La Réserve fédérale américaine (Fed) devrait attendre de voir des «signes tangibles» d'une hausse de l'inflation aux États-Unis avant de relever ses taux directeurs, a estimé le Fonds monétaire international dans un rapport publié jeudi.

«La première hausse des taux fédéraux (devrait) attendre jusqu'à ce que les progrès continus sur le marché du travail s'accompagnent de signes tangibles d'une inflation remontant régulièrement vers l'objectif de la Réserve fédérale de 2%», indique ce document publié en prélude au sommet du G20 d'Antalya (Turquie) dimanche et lundi.

Après des mois de spéculations, la Réserve fédérale pourrait décider lors de sa prochaine réunion en décembre de relever ses taux pour la première fois depuis 2006, au motif que l'économie américaine serait assez solide pour supporter ce changement de cap.

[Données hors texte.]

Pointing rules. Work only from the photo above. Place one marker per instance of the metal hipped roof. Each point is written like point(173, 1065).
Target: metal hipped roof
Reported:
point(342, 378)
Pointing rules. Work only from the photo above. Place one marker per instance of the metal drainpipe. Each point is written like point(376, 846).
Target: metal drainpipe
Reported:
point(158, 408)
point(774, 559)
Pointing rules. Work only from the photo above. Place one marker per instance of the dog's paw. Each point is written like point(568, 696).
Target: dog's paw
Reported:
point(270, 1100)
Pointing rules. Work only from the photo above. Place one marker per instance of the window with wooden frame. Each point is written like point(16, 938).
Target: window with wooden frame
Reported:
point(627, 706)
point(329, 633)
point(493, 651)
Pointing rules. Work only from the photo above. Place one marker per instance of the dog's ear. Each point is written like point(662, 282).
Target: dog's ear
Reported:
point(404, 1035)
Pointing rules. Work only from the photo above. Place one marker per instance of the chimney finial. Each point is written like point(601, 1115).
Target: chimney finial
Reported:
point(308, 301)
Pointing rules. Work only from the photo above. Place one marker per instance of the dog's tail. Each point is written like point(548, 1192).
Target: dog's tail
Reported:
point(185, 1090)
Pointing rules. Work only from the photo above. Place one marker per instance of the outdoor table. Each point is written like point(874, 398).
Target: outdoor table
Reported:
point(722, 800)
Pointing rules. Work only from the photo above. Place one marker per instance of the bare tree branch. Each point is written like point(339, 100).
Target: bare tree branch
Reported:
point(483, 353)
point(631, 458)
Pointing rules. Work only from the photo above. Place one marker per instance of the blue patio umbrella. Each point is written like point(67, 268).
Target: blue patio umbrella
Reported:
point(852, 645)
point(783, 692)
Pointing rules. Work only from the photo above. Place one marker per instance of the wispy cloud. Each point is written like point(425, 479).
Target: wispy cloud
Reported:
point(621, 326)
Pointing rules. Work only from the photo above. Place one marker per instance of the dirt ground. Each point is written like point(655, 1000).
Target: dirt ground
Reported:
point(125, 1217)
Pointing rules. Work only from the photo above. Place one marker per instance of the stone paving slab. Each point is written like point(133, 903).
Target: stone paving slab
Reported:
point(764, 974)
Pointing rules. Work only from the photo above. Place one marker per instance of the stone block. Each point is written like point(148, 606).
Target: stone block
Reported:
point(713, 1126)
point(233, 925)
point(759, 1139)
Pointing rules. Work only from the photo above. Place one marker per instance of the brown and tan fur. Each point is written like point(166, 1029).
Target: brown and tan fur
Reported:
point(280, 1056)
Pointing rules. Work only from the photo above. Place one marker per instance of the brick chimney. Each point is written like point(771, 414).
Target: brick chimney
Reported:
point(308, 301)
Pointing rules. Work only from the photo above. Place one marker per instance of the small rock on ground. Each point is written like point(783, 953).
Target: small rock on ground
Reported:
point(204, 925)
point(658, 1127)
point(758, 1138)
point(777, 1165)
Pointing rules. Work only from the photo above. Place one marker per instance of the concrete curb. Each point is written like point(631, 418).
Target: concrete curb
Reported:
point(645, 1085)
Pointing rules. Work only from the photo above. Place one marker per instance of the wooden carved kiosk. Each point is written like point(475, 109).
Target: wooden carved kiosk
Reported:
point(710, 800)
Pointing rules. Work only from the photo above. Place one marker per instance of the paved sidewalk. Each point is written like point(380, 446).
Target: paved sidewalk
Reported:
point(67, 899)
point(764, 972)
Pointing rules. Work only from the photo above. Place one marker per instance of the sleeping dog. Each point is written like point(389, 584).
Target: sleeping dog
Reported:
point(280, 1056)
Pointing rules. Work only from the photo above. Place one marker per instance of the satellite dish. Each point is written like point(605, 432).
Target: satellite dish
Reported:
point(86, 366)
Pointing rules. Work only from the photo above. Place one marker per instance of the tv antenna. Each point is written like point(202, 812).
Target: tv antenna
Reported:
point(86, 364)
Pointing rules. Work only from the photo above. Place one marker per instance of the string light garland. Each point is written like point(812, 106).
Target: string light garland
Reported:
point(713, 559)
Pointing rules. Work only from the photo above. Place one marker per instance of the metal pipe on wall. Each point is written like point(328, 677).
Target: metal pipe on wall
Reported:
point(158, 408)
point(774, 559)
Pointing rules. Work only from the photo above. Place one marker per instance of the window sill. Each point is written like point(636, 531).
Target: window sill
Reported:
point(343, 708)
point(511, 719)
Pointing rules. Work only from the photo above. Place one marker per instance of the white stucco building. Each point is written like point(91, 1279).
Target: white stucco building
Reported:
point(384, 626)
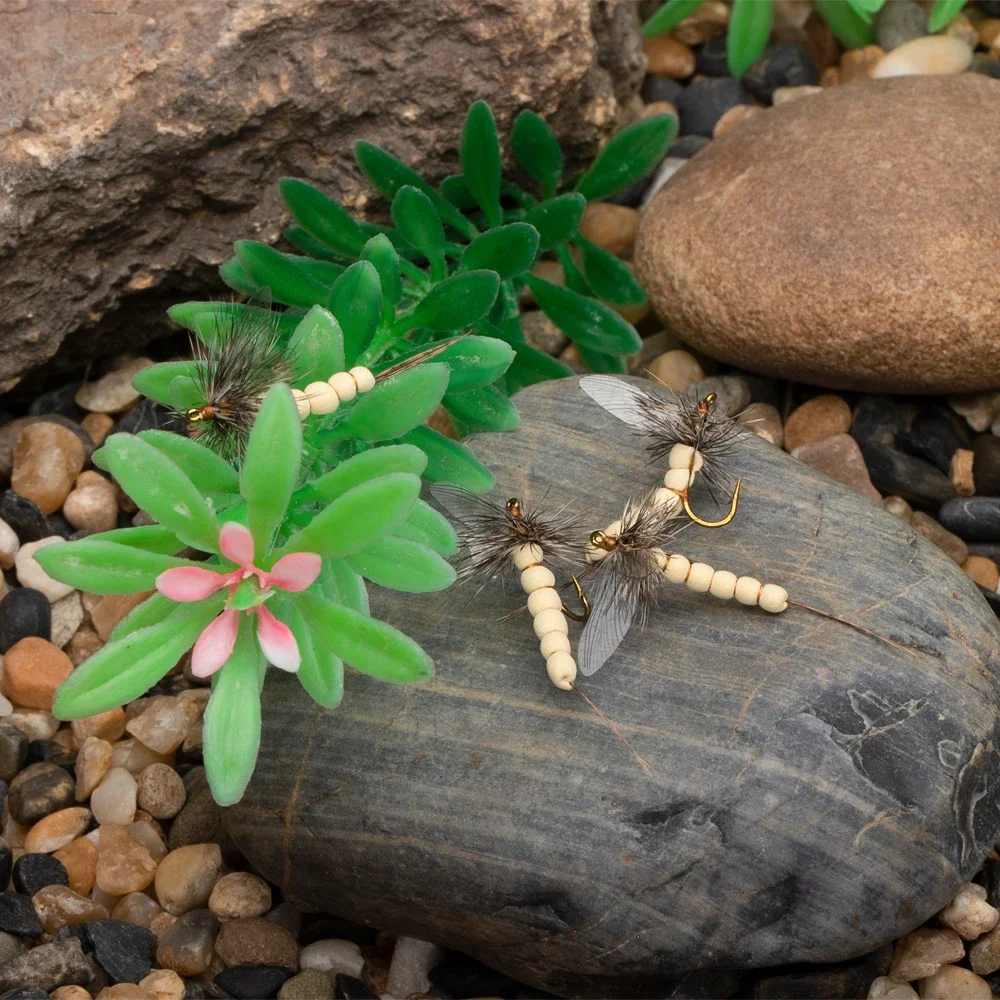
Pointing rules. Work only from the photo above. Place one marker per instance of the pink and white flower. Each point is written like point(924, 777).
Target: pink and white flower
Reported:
point(291, 573)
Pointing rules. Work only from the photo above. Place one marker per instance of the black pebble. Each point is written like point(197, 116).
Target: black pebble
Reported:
point(686, 147)
point(35, 871)
point(348, 988)
point(24, 611)
point(703, 103)
point(17, 915)
point(252, 982)
point(786, 65)
point(660, 88)
point(125, 951)
point(976, 519)
point(711, 58)
point(13, 752)
point(913, 479)
point(24, 516)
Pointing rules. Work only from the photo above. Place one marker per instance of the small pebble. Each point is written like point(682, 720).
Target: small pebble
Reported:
point(47, 459)
point(240, 894)
point(185, 878)
point(56, 830)
point(113, 393)
point(79, 858)
point(922, 952)
point(30, 574)
point(34, 669)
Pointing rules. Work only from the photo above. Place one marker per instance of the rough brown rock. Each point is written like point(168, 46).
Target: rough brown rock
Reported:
point(765, 253)
point(137, 147)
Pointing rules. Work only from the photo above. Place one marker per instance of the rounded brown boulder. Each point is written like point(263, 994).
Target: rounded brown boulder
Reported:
point(849, 240)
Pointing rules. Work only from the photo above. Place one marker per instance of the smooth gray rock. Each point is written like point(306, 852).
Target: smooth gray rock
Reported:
point(815, 792)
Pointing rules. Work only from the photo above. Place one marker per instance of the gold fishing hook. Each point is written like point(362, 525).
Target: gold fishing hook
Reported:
point(575, 615)
point(714, 524)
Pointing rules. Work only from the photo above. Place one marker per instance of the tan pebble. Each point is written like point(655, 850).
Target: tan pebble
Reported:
point(164, 984)
point(960, 471)
point(733, 117)
point(106, 726)
point(124, 865)
point(857, 64)
point(92, 762)
point(114, 392)
point(953, 983)
point(34, 669)
point(240, 894)
point(968, 914)
point(79, 858)
point(667, 56)
point(57, 830)
point(817, 418)
point(161, 791)
point(677, 369)
point(58, 907)
point(931, 55)
point(613, 227)
point(47, 458)
point(922, 952)
point(185, 877)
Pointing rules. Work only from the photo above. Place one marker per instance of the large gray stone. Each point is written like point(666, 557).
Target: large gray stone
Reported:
point(139, 139)
point(815, 792)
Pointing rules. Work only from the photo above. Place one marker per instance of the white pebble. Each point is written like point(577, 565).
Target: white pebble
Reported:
point(30, 574)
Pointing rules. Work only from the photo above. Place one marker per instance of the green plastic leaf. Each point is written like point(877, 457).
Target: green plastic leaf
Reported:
point(634, 151)
point(537, 149)
point(749, 30)
point(942, 13)
point(231, 732)
point(358, 517)
point(368, 645)
point(321, 673)
point(388, 175)
point(368, 465)
point(584, 320)
point(669, 16)
point(317, 347)
point(485, 409)
point(396, 405)
point(479, 154)
point(321, 217)
point(271, 465)
point(155, 380)
point(450, 462)
point(556, 220)
point(356, 301)
point(402, 564)
point(850, 29)
point(381, 254)
point(106, 567)
point(430, 528)
point(455, 303)
point(204, 468)
point(609, 278)
point(125, 670)
point(289, 284)
point(508, 250)
point(162, 489)
point(418, 221)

Le FMI a plusieurs fois plaidé pour davantage de patience, en pointant notamment le faible niveau de l'inflation américaine (actuellement proche de zéro) et les risques d'un changement de cap prématuré.

Dans un entretien à l'AFP, le chef économiste du FMI Maurice Obstfeld avait ainsi assuré «qu'agir trop tôt était plus risqué».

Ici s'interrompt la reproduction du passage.